Após quase 25 anos tratando suas finanças como segredo de Estado, a SpaceX na quarta-feira abriu voluntariamente seus livros pela primeira vez, submetendo um documento S-1 de quase 400 páginas à Comissão de Valores Mobiliários dos EUA. O documento, divulgado na expectativa de uma oferta pública inicial já em 12 de junho, confirma o que muitos suspeitavam: a empresa de Elon Musk tem muito dinheiro, gasta ainda mais e decidiu que seu futuro está na IA, não apenas no espaço.
O registro mostra que a SpaceX reportou receitas de US$ 18,67 bilhões em 2025, acima dos US$ 14,02 bilhões do ano anterior. Mas depois de obter um pequeno lucro em 2024, a empresa perdeu US$ 4,94 bilhões em 2025, principalmente devido aos gastos com desenvolvimento de inteligência artificial.
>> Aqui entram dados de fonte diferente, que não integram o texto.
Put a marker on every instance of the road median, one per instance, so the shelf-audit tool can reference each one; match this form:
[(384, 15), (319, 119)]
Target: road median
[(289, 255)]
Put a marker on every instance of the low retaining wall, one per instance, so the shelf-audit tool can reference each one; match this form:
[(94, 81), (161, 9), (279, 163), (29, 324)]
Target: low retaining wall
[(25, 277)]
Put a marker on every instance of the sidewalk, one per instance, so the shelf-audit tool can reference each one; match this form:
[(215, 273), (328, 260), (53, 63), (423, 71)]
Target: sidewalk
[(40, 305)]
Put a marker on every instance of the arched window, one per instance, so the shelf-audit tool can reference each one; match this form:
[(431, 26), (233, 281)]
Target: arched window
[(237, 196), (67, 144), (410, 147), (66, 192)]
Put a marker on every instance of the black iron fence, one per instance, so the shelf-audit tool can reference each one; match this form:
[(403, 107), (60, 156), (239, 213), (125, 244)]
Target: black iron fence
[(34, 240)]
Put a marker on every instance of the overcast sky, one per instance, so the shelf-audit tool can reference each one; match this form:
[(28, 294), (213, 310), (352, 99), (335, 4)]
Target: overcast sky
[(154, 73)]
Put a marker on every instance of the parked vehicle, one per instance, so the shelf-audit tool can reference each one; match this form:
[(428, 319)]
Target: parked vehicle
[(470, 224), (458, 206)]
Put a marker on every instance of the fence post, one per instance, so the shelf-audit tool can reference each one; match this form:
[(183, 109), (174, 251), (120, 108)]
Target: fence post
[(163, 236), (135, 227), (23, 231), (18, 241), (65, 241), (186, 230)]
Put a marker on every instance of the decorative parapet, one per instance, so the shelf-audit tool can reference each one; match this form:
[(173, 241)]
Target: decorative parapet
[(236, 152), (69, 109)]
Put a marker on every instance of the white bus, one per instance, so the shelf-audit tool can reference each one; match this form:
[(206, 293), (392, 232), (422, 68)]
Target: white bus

Porque nada diz "exploração espacial responsável" como sangrar bilhões na última tendência tecnológica.
A SpaceX projeta um "mercado total endereçável" de US$ 28,5 trilhões em serviços espaciais, de dados e de IA. Desse total, apenas cerca de US$ 2 trilhões estão diretamente relacionados ao espaço ou ao Starlink. Os US$ 26,5 trilhões restantes — porque parar nos trilhões? — devem vir da IA, principalmente aplicações empresariais. "Acreditamos que identificamos o maior TAM da história humana", a empresa ostenta na página 171, presumivelmente com cara séria.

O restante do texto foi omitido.